Speaking to NEXTpittsburgh, Scarpino says, “We look forward to working with all stakeholders to continue advocating for improvement to our air quality on behalf of all of our residents.”
In her testimony, Dr. Hacker outlined several recommendations for new laws at the state level that could prevent future crises, such as updating the criteria for air pollution and giving regulators more power to shutter non-compliant facilities.
Lauren Fraley, Southwest community relations coordinator with the Pennsylvania Department of Environmental Protection, told NEXTpittsburgh that the regulator is aware of the recommendations and is currently in the process of evaluating them.
Despite the local opposition, the facility still has champions across the state. Speaking after a tour of the facility on Friday, Feb. 15, Lieutenant Governor John Fetterman described the plant as “critical to the communities,” and praised U.S. Steel’s response to the incident.
“This is a facility that sustained an enormous amount of damage from what was a gigantic fire,” Mr. Fetterman said. “It needs to be rebuilt to the highest environmental standards and that’s the commitment.”
“This plant is operating under new, stringent emissions guidelines,” Fetterman told the assembled media. “The environment is a priority, as is the welfare of its workers. It’s done the best anyone could expect.”
U.S. Steel could not be reached for comment last week, but given the company’s ongoing appeals of previous enforcement actions, the legal battles are likely to carry on well into the summer.

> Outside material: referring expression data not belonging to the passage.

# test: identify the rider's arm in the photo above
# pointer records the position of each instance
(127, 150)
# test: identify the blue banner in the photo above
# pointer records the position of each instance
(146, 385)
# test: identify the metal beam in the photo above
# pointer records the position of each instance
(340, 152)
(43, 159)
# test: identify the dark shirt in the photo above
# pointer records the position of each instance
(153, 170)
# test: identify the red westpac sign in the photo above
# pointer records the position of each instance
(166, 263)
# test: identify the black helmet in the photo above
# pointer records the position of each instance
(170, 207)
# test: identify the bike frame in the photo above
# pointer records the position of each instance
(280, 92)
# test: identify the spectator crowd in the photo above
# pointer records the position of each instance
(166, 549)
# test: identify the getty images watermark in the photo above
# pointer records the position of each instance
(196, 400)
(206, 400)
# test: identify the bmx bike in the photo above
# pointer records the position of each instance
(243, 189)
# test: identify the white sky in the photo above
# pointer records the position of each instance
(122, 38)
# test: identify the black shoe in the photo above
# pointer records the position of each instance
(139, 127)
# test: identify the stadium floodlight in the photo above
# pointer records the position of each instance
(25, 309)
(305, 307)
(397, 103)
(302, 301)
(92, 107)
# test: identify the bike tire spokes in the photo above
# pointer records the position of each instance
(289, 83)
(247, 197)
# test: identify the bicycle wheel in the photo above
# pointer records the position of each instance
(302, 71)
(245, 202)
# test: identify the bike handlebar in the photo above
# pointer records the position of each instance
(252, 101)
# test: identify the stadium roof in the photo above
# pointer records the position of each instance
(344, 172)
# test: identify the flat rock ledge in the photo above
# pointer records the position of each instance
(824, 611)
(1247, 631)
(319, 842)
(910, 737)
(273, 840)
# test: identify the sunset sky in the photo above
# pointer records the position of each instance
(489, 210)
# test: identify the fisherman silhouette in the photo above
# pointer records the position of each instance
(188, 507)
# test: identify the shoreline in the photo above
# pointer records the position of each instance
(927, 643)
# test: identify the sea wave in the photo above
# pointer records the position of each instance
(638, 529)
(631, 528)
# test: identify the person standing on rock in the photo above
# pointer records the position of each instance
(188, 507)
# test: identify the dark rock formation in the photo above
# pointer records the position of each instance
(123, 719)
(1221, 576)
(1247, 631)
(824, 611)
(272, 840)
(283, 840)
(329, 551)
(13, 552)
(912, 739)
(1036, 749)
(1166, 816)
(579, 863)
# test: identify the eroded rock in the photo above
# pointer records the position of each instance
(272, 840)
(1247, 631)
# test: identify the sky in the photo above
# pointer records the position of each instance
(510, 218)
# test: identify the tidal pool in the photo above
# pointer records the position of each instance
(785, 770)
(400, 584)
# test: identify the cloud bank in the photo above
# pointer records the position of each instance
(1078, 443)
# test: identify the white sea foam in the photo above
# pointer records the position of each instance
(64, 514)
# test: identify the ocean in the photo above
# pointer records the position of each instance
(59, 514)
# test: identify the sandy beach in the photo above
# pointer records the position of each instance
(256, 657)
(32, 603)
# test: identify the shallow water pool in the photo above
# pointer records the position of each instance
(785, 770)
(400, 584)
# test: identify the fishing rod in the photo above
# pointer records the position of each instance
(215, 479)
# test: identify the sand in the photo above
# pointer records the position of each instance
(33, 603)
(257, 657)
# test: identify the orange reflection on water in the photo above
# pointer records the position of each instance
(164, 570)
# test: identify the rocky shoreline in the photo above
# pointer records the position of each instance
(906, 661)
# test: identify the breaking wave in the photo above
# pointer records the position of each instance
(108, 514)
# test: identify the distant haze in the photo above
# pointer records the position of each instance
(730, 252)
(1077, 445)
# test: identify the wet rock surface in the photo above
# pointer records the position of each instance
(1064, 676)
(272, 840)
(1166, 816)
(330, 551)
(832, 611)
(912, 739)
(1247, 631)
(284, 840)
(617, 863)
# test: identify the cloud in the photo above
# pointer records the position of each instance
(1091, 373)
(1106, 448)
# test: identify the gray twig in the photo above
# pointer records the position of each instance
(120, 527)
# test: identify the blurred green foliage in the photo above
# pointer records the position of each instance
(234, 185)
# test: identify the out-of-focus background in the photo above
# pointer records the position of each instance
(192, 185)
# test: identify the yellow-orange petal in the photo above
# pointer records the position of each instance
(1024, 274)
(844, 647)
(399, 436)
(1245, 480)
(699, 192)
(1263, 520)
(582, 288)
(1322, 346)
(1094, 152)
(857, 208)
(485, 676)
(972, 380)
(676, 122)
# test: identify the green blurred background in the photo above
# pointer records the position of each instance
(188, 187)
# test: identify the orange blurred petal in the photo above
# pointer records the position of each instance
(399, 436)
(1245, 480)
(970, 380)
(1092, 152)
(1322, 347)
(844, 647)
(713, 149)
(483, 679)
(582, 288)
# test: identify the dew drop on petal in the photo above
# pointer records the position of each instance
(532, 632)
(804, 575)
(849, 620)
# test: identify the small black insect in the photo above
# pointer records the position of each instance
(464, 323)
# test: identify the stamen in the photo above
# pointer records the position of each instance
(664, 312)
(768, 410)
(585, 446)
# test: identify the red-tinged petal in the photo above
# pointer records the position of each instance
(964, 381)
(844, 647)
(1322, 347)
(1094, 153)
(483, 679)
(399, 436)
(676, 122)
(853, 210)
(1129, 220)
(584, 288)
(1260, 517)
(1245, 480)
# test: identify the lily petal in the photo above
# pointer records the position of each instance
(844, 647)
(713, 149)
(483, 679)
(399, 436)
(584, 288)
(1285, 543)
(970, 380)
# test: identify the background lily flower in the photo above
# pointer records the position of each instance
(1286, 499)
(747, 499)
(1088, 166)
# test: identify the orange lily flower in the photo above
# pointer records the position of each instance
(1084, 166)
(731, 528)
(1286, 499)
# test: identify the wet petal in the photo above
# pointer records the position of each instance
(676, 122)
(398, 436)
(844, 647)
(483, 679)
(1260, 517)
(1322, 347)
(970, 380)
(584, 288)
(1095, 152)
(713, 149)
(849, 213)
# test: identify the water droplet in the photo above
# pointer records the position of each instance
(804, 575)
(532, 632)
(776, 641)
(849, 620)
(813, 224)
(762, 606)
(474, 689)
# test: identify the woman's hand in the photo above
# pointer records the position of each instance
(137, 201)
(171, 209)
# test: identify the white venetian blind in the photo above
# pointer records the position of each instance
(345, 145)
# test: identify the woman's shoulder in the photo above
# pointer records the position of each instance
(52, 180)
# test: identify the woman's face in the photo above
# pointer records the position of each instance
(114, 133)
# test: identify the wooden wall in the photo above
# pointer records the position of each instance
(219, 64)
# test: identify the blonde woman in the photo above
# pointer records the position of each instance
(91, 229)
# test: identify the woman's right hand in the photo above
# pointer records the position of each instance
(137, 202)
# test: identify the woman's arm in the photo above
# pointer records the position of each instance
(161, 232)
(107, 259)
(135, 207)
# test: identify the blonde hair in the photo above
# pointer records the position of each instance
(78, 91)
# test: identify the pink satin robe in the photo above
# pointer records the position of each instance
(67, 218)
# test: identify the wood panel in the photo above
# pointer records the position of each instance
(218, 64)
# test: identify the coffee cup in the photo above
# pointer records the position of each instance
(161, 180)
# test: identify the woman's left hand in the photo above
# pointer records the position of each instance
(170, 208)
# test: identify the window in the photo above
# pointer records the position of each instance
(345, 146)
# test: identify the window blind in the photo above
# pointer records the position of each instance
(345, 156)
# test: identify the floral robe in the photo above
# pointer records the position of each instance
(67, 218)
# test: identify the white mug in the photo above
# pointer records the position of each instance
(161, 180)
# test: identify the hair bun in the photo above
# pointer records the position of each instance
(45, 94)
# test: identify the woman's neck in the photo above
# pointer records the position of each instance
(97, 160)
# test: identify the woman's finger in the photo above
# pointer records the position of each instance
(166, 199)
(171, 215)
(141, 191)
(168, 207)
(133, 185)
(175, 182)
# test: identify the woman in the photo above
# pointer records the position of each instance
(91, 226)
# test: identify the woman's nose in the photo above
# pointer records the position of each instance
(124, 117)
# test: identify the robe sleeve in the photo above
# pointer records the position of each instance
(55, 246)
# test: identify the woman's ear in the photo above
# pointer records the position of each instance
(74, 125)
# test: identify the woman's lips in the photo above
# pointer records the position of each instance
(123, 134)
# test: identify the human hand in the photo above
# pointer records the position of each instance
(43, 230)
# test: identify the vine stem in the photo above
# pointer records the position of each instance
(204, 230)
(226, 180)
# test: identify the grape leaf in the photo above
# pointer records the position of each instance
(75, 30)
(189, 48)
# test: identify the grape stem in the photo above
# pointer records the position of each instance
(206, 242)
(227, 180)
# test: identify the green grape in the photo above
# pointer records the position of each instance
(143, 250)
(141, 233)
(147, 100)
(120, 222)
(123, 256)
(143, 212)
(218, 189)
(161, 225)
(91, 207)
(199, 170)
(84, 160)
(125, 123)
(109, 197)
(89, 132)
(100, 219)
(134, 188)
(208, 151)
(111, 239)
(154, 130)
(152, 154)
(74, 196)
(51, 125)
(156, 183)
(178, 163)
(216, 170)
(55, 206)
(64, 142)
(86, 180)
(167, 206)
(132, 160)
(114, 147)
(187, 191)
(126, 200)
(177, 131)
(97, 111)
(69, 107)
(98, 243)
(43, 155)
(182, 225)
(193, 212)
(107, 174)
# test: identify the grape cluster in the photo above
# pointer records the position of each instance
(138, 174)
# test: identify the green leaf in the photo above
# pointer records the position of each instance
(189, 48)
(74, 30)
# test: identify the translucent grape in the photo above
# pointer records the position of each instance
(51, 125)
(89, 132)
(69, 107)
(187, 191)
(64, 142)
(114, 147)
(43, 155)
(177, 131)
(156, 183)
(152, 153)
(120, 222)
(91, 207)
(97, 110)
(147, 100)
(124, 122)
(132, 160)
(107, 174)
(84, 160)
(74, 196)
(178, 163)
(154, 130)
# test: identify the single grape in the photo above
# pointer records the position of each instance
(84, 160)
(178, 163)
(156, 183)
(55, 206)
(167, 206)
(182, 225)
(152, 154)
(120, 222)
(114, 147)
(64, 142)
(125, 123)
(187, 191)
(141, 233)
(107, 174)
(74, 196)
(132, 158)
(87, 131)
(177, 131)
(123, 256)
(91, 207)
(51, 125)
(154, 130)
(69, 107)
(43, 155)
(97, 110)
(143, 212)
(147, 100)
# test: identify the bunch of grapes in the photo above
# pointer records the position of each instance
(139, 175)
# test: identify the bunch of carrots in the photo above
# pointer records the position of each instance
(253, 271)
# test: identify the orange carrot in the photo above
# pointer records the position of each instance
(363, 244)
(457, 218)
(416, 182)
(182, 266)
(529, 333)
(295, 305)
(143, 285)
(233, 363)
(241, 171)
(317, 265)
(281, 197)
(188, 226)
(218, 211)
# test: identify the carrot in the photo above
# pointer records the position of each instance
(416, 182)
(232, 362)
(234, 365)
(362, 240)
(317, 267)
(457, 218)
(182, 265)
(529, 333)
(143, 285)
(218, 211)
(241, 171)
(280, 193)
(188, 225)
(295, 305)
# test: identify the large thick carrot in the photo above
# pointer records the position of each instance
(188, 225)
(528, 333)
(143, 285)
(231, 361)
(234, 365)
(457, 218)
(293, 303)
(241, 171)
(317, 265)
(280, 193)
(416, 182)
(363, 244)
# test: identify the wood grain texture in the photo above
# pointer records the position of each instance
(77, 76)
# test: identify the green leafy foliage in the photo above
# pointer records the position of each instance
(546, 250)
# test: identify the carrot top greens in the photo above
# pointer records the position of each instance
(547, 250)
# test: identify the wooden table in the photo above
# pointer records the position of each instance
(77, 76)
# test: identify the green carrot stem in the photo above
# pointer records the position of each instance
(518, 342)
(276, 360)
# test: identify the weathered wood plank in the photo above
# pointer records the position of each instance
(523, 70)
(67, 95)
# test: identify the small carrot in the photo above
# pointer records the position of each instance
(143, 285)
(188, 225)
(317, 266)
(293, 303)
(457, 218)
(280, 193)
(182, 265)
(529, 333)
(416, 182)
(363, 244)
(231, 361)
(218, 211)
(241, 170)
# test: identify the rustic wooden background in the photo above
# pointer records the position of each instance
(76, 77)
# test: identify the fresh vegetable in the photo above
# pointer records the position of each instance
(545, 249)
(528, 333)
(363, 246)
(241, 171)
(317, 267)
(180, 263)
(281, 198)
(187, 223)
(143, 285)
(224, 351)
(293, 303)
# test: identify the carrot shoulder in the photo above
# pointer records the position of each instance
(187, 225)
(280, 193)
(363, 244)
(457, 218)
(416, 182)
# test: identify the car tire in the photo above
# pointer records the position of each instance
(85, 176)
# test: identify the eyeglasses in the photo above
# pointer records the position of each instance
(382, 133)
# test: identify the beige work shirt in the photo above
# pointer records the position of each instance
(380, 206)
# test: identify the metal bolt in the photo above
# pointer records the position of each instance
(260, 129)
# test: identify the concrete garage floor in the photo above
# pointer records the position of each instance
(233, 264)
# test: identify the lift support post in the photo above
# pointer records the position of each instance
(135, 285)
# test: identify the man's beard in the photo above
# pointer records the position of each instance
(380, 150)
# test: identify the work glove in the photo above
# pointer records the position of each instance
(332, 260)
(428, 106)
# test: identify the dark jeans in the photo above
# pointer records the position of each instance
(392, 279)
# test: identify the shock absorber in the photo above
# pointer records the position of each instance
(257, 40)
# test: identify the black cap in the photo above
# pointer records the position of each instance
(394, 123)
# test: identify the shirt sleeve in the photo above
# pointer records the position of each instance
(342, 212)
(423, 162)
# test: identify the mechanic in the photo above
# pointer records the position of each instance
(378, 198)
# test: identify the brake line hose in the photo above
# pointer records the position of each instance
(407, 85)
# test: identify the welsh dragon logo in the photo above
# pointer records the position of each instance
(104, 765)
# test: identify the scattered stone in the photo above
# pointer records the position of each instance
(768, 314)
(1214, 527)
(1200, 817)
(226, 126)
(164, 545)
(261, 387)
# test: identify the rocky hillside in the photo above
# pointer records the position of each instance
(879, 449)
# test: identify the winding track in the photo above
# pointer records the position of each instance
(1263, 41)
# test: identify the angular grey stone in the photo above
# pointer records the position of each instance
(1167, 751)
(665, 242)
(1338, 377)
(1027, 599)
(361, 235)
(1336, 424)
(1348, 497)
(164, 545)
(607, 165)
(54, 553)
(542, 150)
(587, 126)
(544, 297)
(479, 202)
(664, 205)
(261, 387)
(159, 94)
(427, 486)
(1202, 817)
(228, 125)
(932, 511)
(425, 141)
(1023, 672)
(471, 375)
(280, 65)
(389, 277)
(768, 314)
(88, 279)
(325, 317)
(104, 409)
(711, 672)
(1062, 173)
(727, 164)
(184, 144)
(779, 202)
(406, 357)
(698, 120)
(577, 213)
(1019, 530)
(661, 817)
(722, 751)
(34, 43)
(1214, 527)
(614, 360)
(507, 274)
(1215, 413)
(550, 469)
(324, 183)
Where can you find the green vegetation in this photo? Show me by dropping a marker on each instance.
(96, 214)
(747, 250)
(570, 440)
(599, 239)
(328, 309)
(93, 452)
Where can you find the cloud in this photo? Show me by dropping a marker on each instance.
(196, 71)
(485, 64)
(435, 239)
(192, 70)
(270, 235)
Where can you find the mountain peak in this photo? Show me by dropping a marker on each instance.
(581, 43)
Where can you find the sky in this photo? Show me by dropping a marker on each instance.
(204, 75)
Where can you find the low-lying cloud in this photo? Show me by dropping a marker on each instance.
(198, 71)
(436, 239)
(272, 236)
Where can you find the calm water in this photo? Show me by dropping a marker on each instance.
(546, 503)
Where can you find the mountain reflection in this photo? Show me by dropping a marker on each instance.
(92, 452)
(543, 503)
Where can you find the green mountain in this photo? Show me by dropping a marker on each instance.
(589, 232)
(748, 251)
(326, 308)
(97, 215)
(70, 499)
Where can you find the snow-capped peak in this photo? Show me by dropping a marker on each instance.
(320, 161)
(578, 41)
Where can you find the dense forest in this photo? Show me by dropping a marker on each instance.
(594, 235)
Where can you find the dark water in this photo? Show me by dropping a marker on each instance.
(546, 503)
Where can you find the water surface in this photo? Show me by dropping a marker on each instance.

“This is not about jobs versus the environment, which is a false choice,” said Christopher Ahlers, an attorney with the Clean Air Council. “The company has the resources to address this problem, having increased its profits by over half a billion dollars in 2018, with the support of federal tariffs.”
The site operates 10 different batteries, which are essentially ovens that cook specific kinds of coal to produce materials used in the manufacturing of steel.
Although air quality all over the Mon Valley has improved considerably since Pittsburgh’s industrial era, experts and residents around the region have been alarmed by air monitors showing increasing levels of carbon and sulfur dioxide in the last decade.
Experts at the ACHD say these increased levels are a direct result of the Clairton Coke Works, which is high on the list of the top 10 polluters in the region.